Etihad exited the operation in July 2017, with Luxembourg-based 4K Invest taking control. The group also owns Adria Airways of Slovenia so it is not without experience in running small airlines in Europe. Alas, it could not right the Darwin ship. The company hopes to offer maintenance services and wet-lease/charter operations to remain vaguely operational but scheduled commercial service will not be part of the plan.
Read More: Etihad Regional to launch in Switzerland
Ski trips wiped out
For PowdAir the story is a bit more dramatic. One of the company’s investors apparently walked away today, taking a sizable chunk of cash with them. The company is now seeking 3 million Pounds in financing to operate its full planned schedule or 1 million Pounds to restructure a more limited operation for the upcoming ski season. And, cute name not withstanding, things don’t look great.
The airline planned to build a hub at Sion Airport in the Swiss Alps, putting it a quick 30-60 minute drive from the regions top ski resorts. Passengers were offered the option to buy multi-flight packs at a 20% discount to help encourage sales while the flight options from multiple airports, mostly in England, had potential to draw a decent crowd.
Alas, that potential draw does not seem to have materialized. The company planned to launch operations on 11 December. The loss of funding puts that plan at risk. CFO Sean Pettit issued a statement on the situation:
Just as the PowdAir operation begins to snowball, today’s setback is both unexpected and potentially disastrous for our airline, booked passengers and resort partners. Operational systems and strategies are already in place, whilst ticket sales are very strong and exceeding expectations. PowdAir is ready to go, but we now desperately need investment. I’d personally like to hear from anyone interested in owning either a small or large part of our airline.

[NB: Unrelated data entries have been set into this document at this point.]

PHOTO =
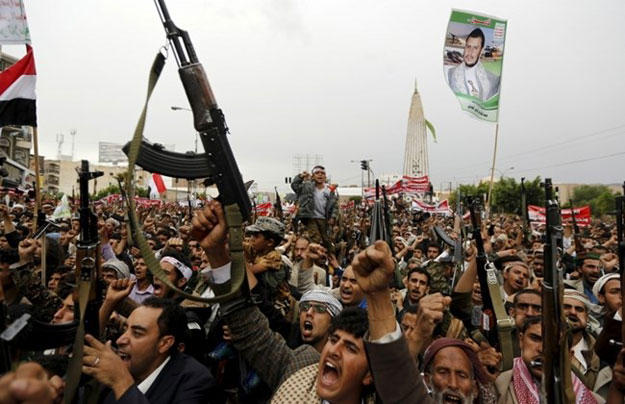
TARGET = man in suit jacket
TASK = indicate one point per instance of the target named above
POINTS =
(148, 367)
(470, 77)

That same story suggests that the company has 5,000 customers so far. Based on the published fares of ~150GBP each direction that would seem to be just over $1,200,000 in revenue so far. That may be ahead of Pettit’s expectations, but it is hard to believe that anyone is going to show up with a $4mm check with that revenue plan. It doesn’t help that Geneva is an easyJet hub just a couple hours further away driving from the Valais ski resort customers PowdAir targeted.
PowdAir isn’t completely dead yet. But things do not look particularly promising at this time.